Last month, Hallmark was widely criticised for not featuring a single LGBT+ character in a leading role in any of the 40 Christmas movies it was releasing for this year’s holiday season.
However, executives at Hallmark’s parent company Crown Media told The Wrap that they were “looking at pitches for LGBTQ movies”, and in an interview last week the CEO of Hallmark said the company is “open” to LGBT+ representation.
In response, the Catholic anti-abortion news outlet LifeSiteNews started a petition against the hypothetical future film, to “keep sex and sexual practices – including the promotion of homosexuality, transgenderism, etc. – out of their movies”.
The petition continued: “Hallmark would be offending Christian viewers and Christian parents BIG TIME, by experimenting with homosexual themes, and, or cooperating with the LGBT indoctrination agenda, at all… Hallmark should also know that if they give-in to the LGBT agenda, the LGBT activists will never be satisfied.
“They will always want Hallmark to be pushing more and more aberrant views and characters.

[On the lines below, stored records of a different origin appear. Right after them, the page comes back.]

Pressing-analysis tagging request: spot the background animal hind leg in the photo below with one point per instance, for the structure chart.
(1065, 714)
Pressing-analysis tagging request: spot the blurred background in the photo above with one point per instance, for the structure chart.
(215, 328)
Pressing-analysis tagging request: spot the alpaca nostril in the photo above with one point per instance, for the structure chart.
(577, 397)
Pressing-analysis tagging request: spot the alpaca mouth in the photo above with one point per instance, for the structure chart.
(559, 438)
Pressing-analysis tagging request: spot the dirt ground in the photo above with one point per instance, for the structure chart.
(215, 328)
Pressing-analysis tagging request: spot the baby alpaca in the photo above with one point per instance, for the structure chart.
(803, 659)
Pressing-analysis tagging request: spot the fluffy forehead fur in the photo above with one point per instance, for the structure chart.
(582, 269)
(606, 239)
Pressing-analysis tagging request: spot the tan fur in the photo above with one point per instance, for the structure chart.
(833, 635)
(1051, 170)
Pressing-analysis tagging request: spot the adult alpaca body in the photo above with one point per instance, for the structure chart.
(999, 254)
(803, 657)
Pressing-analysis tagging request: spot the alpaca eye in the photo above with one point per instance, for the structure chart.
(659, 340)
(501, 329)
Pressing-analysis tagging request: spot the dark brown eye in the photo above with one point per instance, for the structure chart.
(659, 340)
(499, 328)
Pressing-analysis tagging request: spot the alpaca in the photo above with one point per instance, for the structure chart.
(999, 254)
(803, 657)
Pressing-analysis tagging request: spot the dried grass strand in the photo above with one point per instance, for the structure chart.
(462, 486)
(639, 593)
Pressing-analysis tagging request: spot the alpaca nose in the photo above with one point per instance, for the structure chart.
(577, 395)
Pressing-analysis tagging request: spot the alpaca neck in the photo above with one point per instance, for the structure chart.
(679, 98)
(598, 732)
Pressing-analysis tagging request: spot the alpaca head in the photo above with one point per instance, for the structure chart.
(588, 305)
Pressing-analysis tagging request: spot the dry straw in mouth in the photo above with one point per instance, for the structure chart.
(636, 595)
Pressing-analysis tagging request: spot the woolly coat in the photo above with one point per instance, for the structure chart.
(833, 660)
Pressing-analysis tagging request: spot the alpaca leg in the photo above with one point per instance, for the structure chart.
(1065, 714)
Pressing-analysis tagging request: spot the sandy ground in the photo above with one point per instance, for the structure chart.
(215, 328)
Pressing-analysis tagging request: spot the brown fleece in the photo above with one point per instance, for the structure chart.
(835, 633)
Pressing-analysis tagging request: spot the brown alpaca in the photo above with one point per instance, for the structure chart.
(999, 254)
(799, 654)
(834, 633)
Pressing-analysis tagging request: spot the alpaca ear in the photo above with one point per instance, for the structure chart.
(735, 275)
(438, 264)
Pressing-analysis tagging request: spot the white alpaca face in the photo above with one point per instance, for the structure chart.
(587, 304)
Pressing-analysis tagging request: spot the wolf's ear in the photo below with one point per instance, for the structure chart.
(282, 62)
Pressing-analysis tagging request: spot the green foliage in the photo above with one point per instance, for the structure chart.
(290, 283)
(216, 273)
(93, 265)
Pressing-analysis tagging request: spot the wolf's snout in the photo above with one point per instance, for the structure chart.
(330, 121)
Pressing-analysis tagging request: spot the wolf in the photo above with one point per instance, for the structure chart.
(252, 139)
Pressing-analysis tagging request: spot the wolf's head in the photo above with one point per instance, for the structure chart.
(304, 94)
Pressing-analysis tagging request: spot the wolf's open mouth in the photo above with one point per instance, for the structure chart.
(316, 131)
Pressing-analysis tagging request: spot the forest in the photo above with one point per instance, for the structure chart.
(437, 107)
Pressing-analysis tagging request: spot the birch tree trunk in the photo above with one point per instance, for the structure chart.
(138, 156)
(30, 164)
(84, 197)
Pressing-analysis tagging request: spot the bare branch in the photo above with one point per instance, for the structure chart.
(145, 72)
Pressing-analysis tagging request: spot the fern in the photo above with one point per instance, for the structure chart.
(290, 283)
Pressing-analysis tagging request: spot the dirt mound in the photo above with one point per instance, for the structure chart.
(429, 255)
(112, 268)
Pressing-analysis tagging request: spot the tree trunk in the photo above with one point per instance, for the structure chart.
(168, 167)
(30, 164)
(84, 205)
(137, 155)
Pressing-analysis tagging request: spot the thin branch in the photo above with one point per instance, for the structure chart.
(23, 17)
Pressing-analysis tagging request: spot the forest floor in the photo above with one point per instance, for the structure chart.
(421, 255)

That doesn’t sound like a very fun Christmas movie at all!”
LifeSiteNews claimed that the anti-LGBT+ petition “gained more than 25,000 signatures in less than one day”.
It added: “As this viral petition demonstrates, there is very little demand for Christmas movies with an LGBT theme. Quite to the contrary, there is significant opposition to the idea.”
But the petition might not be so “viral” after all.
According to Out, people (or bots) are able to sign the petition as many times as they want, as long as they use a different name and email address, meaning that the numbers are likely to have been “grossly inflated”.
At the time of writing, the petition has allegedly been signed by 33,327 people.